Une contredanse pour quatre couples
Frances Richard déstructure le Quadrille de Gordon Matta-Clark
En 1973, Gordon Matta-Clark rédige des notes et réalise des maquettes de mise en page pour un livre d’artiste intitulé Quadrille. Tenant plus de l’opuscule ou de l’in-folio que du livre à proprement parler, la publication jamais terminée — du moins dans la version en dépôt aux archives du CCA — ne comprend que deux pages, et présente quatre groupes de photographies et quatre phrases aux accents poétiques servant de légendes. Chacun des ensembles photographiques, groupés deux à deux, représente une coupe « anarchitecturale », extraite de deux projets plus importants.
Le premier est Bronx Floors (pluriel), une série de découpages illégaux dans des murs et des planchers d’immeubles résidentiels à New York, que Matta-Clark réalise en 1971 et 1972. Quadrille présente un découpage intitulé Threshole et un que Matta-Clark appelle Bronx Floor (singulier); dans d’autres contextes, cette pièce a pour nom Boston Road Floor Hole. Le second projet est A W-Hole House, premier traitement d’un bâtiment dans son intégralité réalisé par Matta-Clark. Il l’effectue plus tôt en 1973, sur un site qui lui est octroyé à Gènes, en Italie; Quadrille documente ses deux parties, Rooftop Atrium et Datum Cut.

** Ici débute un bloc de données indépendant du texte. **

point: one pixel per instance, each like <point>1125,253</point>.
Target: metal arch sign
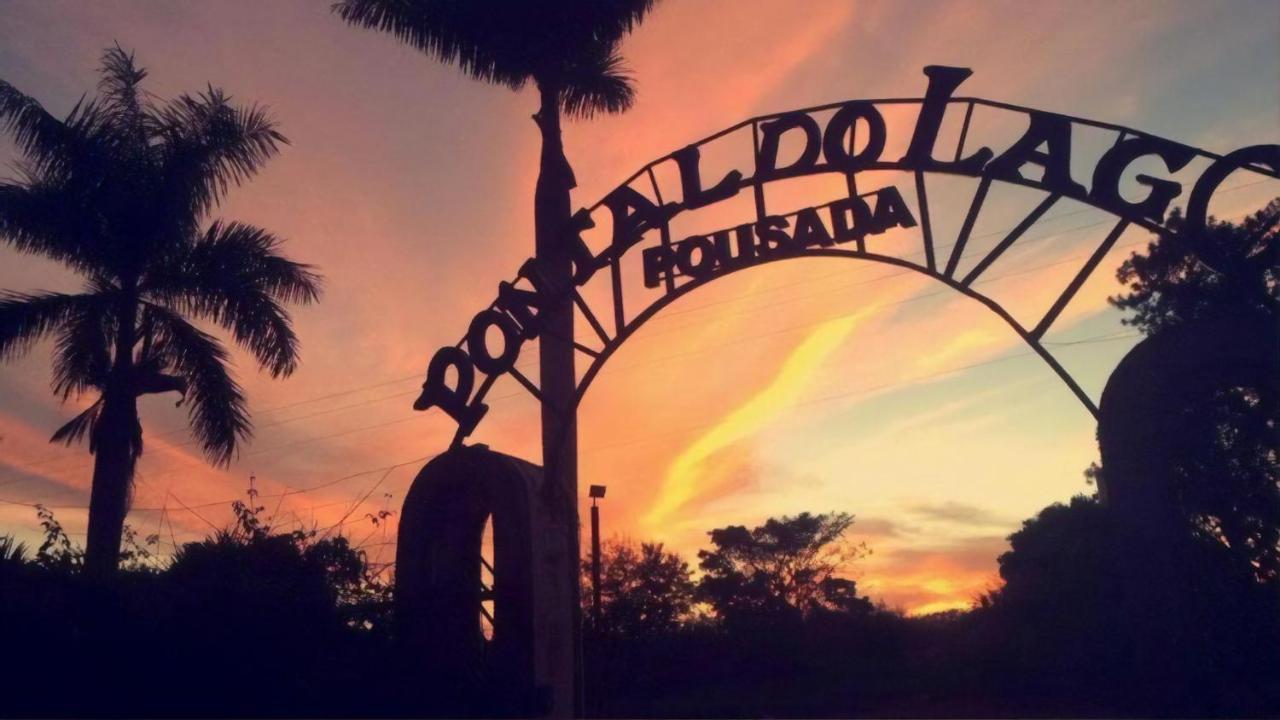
<point>842,228</point>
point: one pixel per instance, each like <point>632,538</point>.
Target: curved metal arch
<point>467,408</point>
<point>667,299</point>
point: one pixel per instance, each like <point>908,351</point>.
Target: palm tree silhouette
<point>568,49</point>
<point>118,191</point>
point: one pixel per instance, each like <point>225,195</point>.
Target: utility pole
<point>597,492</point>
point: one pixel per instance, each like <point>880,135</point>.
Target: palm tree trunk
<point>117,446</point>
<point>113,473</point>
<point>552,214</point>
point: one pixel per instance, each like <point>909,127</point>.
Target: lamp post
<point>597,492</point>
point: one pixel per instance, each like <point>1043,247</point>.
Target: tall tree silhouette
<point>1224,464</point>
<point>119,191</point>
<point>568,50</point>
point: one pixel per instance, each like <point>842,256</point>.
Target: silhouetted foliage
<point>119,191</point>
<point>787,565</point>
<point>644,589</point>
<point>250,621</point>
<point>1093,618</point>
<point>1226,464</point>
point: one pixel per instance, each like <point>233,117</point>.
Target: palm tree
<point>568,50</point>
<point>119,192</point>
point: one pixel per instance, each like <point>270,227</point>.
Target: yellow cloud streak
<point>682,478</point>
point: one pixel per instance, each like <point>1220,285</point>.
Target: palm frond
<point>26,318</point>
<point>33,130</point>
<point>211,146</point>
<point>119,87</point>
<point>80,425</point>
<point>236,277</point>
<point>12,550</point>
<point>37,217</point>
<point>474,36</point>
<point>599,82</point>
<point>82,356</point>
<point>215,401</point>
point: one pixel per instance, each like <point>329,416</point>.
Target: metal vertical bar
<point>595,564</point>
<point>1060,304</point>
<point>757,185</point>
<point>1010,238</point>
<point>926,224</point>
<point>666,224</point>
<point>620,318</point>
<point>851,176</point>
<point>978,199</point>
<point>964,132</point>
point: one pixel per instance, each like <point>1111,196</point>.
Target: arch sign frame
<point>680,267</point>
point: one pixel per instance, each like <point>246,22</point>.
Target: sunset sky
<point>809,384</point>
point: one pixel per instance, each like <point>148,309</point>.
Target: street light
<point>595,493</point>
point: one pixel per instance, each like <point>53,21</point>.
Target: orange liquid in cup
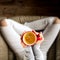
<point>29,38</point>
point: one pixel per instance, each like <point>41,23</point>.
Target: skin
<point>3,23</point>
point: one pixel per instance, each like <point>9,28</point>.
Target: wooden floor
<point>31,7</point>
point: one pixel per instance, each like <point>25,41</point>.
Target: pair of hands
<point>40,38</point>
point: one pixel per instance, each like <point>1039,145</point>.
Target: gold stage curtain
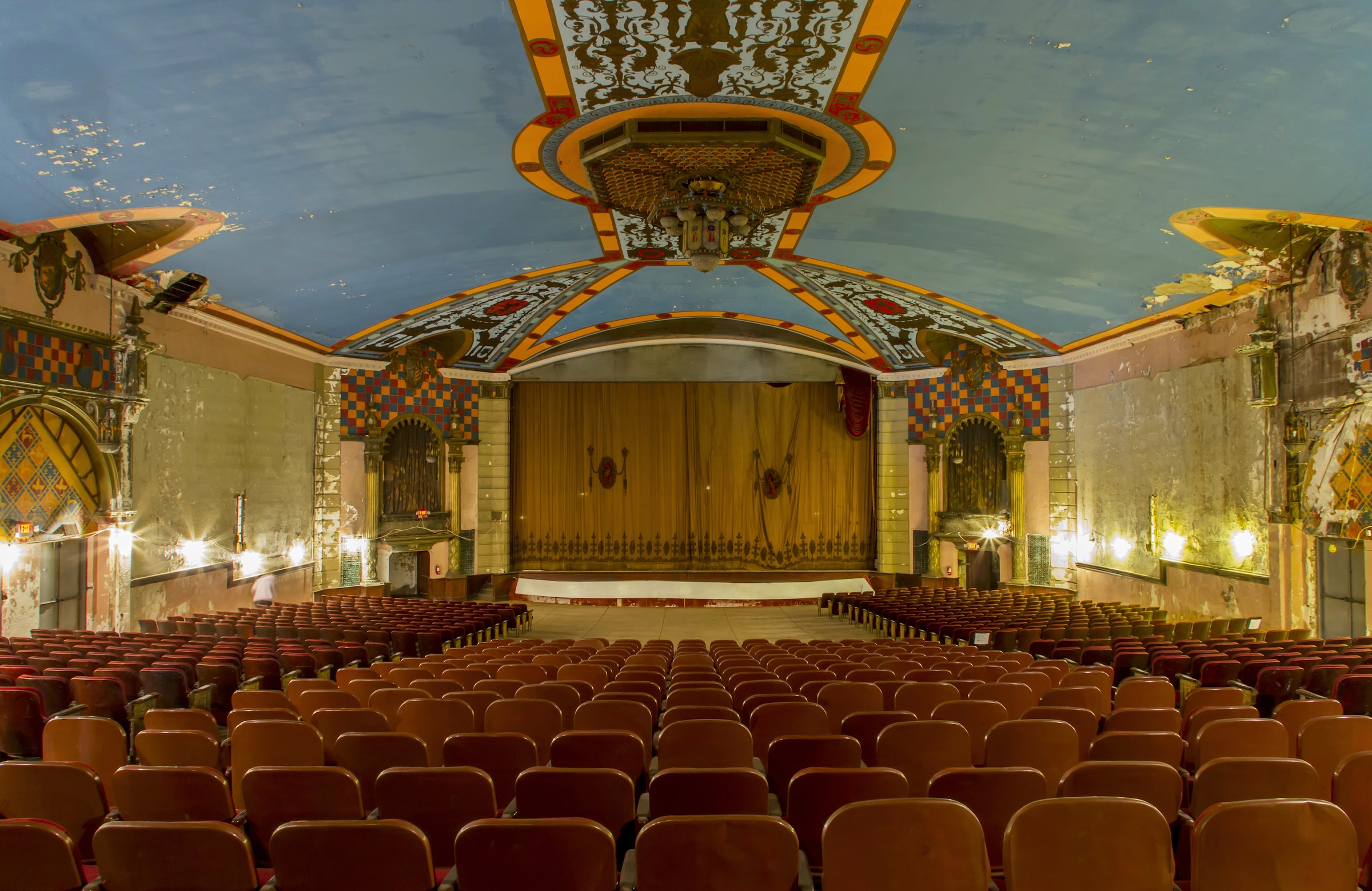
<point>718,477</point>
<point>563,517</point>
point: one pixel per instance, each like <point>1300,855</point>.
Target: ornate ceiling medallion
<point>703,181</point>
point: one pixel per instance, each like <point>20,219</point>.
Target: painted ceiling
<point>1017,173</point>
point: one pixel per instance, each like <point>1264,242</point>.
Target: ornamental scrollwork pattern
<point>783,50</point>
<point>704,552</point>
<point>497,318</point>
<point>894,317</point>
<point>643,239</point>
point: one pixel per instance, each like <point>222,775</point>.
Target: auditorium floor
<point>725,623</point>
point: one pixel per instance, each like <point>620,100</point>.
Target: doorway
<point>1342,589</point>
<point>983,569</point>
<point>62,584</point>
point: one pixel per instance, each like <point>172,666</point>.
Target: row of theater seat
<point>740,721</point>
<point>1014,621</point>
<point>122,675</point>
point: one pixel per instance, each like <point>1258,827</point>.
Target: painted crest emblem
<point>53,267</point>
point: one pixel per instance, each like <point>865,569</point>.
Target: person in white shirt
<point>264,590</point>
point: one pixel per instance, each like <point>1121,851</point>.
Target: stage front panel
<point>688,477</point>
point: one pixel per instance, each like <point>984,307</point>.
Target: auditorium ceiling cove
<point>872,181</point>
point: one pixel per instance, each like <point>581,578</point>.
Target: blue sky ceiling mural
<point>362,173</point>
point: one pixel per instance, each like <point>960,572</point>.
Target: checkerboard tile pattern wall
<point>936,403</point>
<point>448,402</point>
<point>55,361</point>
<point>1363,358</point>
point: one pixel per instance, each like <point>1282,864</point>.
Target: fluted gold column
<point>1019,541</point>
<point>934,452</point>
<point>454,505</point>
<point>372,524</point>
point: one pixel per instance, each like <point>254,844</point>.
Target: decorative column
<point>934,452</point>
<point>1016,465</point>
<point>892,479</point>
<point>454,506</point>
<point>493,480</point>
<point>328,470</point>
<point>1062,477</point>
<point>372,525</point>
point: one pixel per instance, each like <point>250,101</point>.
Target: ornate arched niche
<point>53,475</point>
<point>412,469</point>
<point>976,476</point>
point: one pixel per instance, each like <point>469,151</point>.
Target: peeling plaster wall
<point>1188,596</point>
<point>206,593</point>
<point>1170,418</point>
<point>353,490</point>
<point>1188,438</point>
<point>206,436</point>
<point>1036,489</point>
<point>19,609</point>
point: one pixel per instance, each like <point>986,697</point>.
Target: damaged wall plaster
<point>206,436</point>
<point>1188,438</point>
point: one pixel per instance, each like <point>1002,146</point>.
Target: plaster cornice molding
<point>471,374</point>
<point>1124,342</point>
<point>224,327</point>
<point>918,374</point>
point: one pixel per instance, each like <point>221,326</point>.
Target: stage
<point>701,589</point>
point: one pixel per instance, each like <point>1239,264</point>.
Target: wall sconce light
<point>121,539</point>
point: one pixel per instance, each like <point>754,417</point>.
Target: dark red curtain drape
<point>856,402</point>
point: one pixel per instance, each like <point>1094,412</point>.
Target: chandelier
<point>703,221</point>
<point>707,183</point>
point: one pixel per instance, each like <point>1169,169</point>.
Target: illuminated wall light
<point>194,553</point>
<point>122,541</point>
<point>250,564</point>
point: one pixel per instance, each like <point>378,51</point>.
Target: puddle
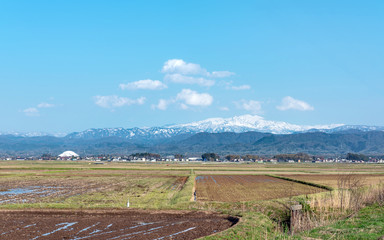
<point>16,191</point>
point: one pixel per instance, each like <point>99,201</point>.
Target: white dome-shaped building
<point>68,154</point>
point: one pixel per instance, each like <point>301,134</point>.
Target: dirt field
<point>331,179</point>
<point>43,189</point>
<point>110,224</point>
<point>235,188</point>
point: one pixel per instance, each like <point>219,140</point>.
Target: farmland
<point>96,196</point>
<point>234,188</point>
<point>331,180</point>
<point>110,224</point>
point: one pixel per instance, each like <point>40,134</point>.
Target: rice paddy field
<point>236,188</point>
<point>233,201</point>
<point>331,180</point>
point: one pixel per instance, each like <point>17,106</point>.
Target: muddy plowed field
<point>331,180</point>
<point>235,188</point>
<point>110,224</point>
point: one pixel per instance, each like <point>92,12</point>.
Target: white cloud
<point>162,105</point>
<point>221,74</point>
<point>116,101</point>
<point>45,105</point>
<point>192,98</point>
<point>179,78</point>
<point>179,66</point>
<point>31,112</point>
<point>144,84</point>
<point>290,103</point>
<point>241,87</point>
<point>249,105</point>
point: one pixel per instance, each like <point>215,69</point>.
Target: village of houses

Chaque série d’images en noir et blanc comprend des plans d’ambiance extérieurs et intérieurs, des plans avec et sans personnages, ainsi que des ensembles de plans/contre-plans où un découpage donné est vu sous de multiples angles.
Matta-Clark, bien qu’au début de sa carrière, a déjà compris que des photographies isolées ne peuvent rendre compte pleinement de ce qu’il appelle ses « destructions » de bâtiments, avec leurs points de vue kaléidoscopiques, leurs allusions ironiques aux ordres architecturaux et le défi kinesthésique lancé aux visiteurs. Ainsi que le suggère la syntaxe visuelle de Quadrille, il se sert du film comme moyen d’immortaliser des performances, et en 1974, avec Splitting, il commence à filmer ses découpages en cours de réalisation. Ces films, toutefois, ne sont pas comparatifs. Quadrille constitue une rare œuvre documentaire dans laquelle Matta-Clark réunit deux projets de découpage. Quadrille est également remarquable pour la place centrale qu’elle donne aux mots de Matta-Clark. Les calembours sont au centre de son jeu sur le langage; ainsi Threshole, où il ouvre un seuil comme une trappe sur le trou qui se forme par conséquent; ou A W-Hole House, où la « complétude » comprend un trait d’union, créant un vide lexical. Dans Quadrille, ces trous verbaux/spatiaux riment. « Quadrille » est en elle-même un jeu de mots à plusieurs strates. Outre la référence à la formule quatre (images) x quatre (découpages) x quatre (phrase), un quadrille est une contredanse pour quatre couples (Matta-Clark a déjà comparé un bâtiment découpé à un partenaire de danse); le papier quadrillé, ou papier réglé, sert pour l’élaboration de diagrammes (une blague d’initié pour l’architecte).
Des traits d’esprit compressés comme celui-ci sont omniprésents dans les titres de Matta-Clark, mais les légendes-phrases de Quadrille intensifient l’interrelation matériaux/linguistique. Les quatre prases de Matta-Clark constituent un mini-récit sur l’introduction par effraction :
A) THE SUSPENSE OF CUTTING RIGID PARTS FREE OF THE WHOLE [le suspense de découper et d’ôter des parties rigides de l’ensemble]; B) OPENING UP VIEWS THROUGH THE UNVISIBLE [ouvrir des vues à travers le non- visible]; C) DESTRUCTURAL PUNCTUATION CENTERING ON CRITICAL POINTS OF STRESS [ponctuation destructurelle centrée sur les points de contrainte critiques] ; D) THE WHOLE HOUSE WORKS TO RECEIVE ITS INTRUDER [la maison tout entière travaille à accueillir son intrus].
Découpage, ouverture et centrage, la maison devient théâtre. Le suspense est dramatique mais bien réel, alors que des morceaux de lattes ou de maçonnerie sont hissés sur un palan. Strictement géométriques et architectoniquement libres, les vues qui en résultent révèlent le « non-visible ». Contrainte et ponctuation se lisent maintenant comme propriétés langagières, comme faits d’ingénierie. La maison travaille, elle assume sa tâche et est fonctionnelle pour recevoir « son » intrus, son partenaire de crime. Ensemble, ils « déstructurent » la complétude en quelque chose de nouveau.
Frances Richard, chercheure en résidence 2009-2010, a récemment publié ses recherches entreprises au CCA dans Places Journal et dans son livre, Gordon Matta-Clark : Physical Poetics.